Finance Corner

How to survive a bear market

Submitted by Christine Olivieri Donahue

With the six-year bull market in stocks getting old, people are starting to wonder how they should prepare for a possible bear market. The answer: Not the way you think. The biggest mistake ordinary investors make, aside from not saving enough, is trying to predict the market. Instead of tinkering with their holdings, financial planners and academics say, people should build all-weather portfolios of stocks, bonds, cash and other items that can rise in good markets and limit declines in bad ones. Then they might find themselves actually embracing bear markets as opportunities to buy stocks at discounts. “The less you tinker with the details, the less you have the opportunity to screw them up”. People who change their holdings because they see a bear market coming almost always lose out.

 

No time to ‘time’ – The average investor in stock mutual funds made 3.8% a year over the past 30 years. Studies have shown that people buy and sell stocks at the wrong times. They sell stocks that are poised to rise and buy stocks that do worse than those they sold. This is the problem people have preparing for a bear market. They aren’t good at picking the top, and they panic and sell once stocks have fallen heavily, when they should be buying. Even people who get out before a bear market often shoot themselves in the foot: They are too frightened to get back in and miss the rebound.  The problem is especially bad now, because people who were burned in the collapses of 2000 and 2008 “have a fear in their own minds that they will be hurt again. The S&P has tripled since 2009. Anxiety also makes people trade too much, incurring losses, fees and tax liabilities.

 

What to do now – If this is true, how can people be prepared for a bear market? Money managers offer one solution: Give them the money, pay a yearly fee and let them worry.

For those who don’t like that solution, there is an alternative: Weatherproof your portfolio. By diversifying broadly, with enough stocks to ensure gains in good years and enough bonds to limit losses in bad ones, investors can create a portfolio that can withstand bull and bear markets alike. Then they should stop trading. Prof. Terrance Odean, chairman of the finance group at Berkeley’s Haas School of Business, who studies investor behavior recommends buying all-market U.S.-stock index fund and a really broad-based international fund and a broad-based bond fund, to keep fees really low.

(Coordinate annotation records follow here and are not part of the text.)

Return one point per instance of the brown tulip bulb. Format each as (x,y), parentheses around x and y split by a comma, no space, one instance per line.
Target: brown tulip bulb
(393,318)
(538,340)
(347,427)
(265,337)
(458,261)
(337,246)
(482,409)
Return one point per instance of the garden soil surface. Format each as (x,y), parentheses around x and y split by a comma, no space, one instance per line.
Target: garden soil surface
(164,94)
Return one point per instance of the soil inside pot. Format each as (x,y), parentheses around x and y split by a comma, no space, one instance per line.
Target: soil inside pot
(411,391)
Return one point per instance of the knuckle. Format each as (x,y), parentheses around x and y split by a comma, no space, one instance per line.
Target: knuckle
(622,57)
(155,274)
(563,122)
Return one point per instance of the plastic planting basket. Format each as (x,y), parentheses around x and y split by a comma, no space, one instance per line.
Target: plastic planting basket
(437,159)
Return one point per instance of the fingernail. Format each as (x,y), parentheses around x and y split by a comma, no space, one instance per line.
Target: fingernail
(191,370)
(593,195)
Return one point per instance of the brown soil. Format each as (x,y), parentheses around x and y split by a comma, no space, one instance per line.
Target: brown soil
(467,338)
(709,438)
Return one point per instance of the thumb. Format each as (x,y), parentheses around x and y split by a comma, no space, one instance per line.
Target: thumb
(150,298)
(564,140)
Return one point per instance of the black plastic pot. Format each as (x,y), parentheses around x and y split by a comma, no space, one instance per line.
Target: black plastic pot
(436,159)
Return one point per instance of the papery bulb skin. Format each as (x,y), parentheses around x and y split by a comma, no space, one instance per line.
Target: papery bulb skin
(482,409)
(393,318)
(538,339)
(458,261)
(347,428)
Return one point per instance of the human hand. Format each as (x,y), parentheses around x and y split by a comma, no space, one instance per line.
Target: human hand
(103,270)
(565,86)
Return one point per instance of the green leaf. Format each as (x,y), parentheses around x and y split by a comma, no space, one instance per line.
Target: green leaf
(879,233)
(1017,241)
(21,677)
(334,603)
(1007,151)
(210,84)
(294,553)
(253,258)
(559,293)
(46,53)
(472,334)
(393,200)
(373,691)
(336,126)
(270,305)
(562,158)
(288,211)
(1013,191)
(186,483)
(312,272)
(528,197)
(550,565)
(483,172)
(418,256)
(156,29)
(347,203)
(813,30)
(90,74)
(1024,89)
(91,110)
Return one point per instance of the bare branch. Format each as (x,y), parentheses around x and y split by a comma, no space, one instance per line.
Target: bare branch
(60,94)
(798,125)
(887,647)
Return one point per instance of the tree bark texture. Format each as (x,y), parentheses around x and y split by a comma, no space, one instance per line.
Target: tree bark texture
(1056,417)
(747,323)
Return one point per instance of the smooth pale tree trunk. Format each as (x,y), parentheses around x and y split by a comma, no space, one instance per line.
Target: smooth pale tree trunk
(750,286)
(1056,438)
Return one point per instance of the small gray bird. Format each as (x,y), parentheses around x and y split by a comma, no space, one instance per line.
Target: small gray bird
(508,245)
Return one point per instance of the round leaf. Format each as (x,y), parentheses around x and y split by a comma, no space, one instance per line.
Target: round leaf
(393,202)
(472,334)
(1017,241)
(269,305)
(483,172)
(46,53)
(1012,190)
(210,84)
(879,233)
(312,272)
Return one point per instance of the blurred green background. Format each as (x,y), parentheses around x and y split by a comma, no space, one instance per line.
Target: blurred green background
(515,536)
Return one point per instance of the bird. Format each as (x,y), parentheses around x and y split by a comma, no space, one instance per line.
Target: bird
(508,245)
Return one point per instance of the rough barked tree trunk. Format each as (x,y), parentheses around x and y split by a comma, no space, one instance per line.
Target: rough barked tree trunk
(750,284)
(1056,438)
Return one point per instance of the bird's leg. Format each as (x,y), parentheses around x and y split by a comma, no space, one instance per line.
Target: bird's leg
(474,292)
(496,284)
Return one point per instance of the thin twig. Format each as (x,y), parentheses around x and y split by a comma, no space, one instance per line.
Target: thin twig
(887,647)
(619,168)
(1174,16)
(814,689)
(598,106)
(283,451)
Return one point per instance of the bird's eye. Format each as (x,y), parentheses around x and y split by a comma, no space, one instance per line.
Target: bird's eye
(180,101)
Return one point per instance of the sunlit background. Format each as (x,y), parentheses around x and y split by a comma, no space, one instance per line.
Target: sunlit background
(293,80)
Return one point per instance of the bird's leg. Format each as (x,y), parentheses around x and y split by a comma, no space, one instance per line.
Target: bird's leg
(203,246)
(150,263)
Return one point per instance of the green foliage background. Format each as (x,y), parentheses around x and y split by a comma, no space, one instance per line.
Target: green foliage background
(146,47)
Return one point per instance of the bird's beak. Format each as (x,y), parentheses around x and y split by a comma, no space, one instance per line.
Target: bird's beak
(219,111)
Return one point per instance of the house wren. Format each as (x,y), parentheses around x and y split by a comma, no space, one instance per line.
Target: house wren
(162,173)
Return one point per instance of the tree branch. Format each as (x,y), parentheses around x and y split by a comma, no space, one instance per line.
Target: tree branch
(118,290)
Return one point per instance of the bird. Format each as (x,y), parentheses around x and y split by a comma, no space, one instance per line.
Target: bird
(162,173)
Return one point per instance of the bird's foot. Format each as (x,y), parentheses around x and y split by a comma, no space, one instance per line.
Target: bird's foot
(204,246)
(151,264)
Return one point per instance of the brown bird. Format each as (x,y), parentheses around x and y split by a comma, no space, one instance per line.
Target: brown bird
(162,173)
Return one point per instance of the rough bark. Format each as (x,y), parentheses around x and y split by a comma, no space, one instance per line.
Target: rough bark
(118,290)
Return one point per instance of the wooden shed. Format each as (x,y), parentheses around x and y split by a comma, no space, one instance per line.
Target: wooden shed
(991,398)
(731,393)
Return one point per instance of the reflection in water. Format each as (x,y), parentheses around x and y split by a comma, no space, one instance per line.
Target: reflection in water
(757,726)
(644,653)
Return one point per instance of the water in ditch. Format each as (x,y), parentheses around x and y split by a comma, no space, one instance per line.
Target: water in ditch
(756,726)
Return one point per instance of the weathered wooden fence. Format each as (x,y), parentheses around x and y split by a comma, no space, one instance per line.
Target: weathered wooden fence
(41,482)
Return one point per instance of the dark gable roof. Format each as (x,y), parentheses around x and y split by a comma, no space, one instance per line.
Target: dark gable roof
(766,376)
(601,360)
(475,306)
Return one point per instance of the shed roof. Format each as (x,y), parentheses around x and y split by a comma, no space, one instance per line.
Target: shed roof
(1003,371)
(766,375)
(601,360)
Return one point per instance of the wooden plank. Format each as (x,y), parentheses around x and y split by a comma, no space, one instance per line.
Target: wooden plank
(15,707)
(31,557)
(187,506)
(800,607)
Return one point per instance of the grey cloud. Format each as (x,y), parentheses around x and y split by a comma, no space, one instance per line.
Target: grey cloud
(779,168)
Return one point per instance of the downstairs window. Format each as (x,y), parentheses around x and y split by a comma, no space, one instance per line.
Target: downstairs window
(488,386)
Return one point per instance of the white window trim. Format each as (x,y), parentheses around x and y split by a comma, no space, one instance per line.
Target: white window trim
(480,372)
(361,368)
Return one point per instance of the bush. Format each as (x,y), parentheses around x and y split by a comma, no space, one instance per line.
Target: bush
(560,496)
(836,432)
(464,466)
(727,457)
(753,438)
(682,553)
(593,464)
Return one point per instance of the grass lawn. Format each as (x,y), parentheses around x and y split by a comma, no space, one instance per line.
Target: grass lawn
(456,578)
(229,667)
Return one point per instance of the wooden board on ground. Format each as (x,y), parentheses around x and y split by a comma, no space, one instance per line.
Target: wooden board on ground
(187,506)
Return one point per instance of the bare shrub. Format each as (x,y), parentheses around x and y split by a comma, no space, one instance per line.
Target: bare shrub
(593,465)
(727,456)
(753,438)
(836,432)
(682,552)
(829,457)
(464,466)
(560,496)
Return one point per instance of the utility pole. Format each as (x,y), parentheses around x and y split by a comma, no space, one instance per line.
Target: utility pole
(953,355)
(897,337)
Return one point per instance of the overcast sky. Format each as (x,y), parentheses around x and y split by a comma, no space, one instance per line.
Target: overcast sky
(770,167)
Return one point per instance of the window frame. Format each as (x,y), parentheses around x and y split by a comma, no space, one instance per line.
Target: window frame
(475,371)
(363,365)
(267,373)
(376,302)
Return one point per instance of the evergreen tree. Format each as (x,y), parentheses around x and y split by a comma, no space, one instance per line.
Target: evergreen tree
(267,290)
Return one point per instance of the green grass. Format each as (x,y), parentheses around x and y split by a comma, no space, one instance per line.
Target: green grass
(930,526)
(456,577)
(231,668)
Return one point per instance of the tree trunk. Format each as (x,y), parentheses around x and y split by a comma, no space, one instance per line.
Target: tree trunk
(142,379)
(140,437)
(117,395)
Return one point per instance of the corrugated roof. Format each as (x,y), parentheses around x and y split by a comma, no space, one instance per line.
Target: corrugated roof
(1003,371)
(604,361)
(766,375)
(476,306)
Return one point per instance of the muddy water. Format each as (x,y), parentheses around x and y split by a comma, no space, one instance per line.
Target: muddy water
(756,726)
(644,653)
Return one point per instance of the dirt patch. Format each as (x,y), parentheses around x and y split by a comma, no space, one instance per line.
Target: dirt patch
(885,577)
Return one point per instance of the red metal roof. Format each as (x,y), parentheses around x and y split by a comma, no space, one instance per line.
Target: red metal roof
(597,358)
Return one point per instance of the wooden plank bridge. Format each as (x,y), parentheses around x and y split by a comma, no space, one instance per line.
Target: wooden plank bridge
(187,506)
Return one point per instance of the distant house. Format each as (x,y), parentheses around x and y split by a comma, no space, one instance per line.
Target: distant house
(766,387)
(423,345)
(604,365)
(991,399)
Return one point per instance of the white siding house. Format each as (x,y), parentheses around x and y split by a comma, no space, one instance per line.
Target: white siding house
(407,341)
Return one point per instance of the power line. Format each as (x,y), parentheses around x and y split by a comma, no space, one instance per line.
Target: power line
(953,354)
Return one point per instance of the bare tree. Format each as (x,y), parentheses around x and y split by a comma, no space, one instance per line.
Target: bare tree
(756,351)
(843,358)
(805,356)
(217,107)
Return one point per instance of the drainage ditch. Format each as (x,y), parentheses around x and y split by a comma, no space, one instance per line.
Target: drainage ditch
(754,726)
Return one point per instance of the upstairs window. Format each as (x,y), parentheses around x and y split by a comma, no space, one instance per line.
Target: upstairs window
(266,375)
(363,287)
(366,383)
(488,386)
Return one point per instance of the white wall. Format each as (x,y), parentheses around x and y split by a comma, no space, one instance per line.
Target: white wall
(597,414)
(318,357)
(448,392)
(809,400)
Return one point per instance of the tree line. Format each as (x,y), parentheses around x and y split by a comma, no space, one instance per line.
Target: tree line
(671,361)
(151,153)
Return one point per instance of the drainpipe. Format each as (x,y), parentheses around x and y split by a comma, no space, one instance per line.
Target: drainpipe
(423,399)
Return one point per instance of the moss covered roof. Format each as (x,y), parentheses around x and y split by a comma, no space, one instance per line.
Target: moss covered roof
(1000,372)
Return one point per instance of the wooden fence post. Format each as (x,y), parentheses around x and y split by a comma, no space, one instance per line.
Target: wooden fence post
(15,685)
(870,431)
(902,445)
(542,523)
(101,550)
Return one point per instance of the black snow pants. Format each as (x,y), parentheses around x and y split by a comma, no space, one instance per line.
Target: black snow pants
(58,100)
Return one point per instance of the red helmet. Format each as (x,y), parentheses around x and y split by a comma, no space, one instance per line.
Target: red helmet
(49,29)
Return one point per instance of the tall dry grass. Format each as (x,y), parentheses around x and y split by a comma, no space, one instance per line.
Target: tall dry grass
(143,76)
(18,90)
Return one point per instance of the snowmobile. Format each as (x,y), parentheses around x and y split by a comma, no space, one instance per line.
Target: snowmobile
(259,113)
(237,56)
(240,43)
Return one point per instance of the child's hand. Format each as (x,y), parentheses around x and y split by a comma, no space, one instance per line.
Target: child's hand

High front-end charges and annual fees charged by some funds and money managers can hinder annual gains.  People need to try to figure out their real risk tolerances, he says, and mix their stocks, bonds and cash to match those. Then rebalance the mix annually, so it stays steady. Some people do that by changing new purchases or rebalancing nontaxable retirement accounts, to avoid capital gains in taxable accounts.

 

Keeping out of trouble – What they should ask is: When? When do I need the money? Money to be spent in the next few years must be protected from decline, in short-term bonds or cash. Money needed later has time to recover from a decline, so more can be in faster-growing assets like stocks. An old rule of thumb is that your bond percentage should equal your age, although many financial planners say that, with people living longer, stock holdings should be higher than this benchmark suggests. A common misconception is that bond funds are the same as bonds. In the long term, bond funds act like bonds, but in the short run, they might not. Bond funds’ value can decline if interest rates rise, because the value of existing bonds held by the funds, with their lower rates, declines. With an actual bond, you don’t lose money unless you sell it. You get the interest you expected, just less than newer bonds may offer.

 

For people who can’t stop trading a suggestion: Take 90% of your money and put it in index funds. Take 10% and play with it, as long as you can afford to lose it. Finally, it’s important to remember something people have trouble accepting: Bear markets actually are great for long-term investors. People who contribute regularly to funds and don’t need the money soon should celebrate when stocks fall 30% or 40%. Their regular purchases now buy stocks at a discount, and history shows that broad markets always rebound. Over time, they are ahead. Instead of selling, people should redouble their buying after a big drop. Easy to say. Hard to do.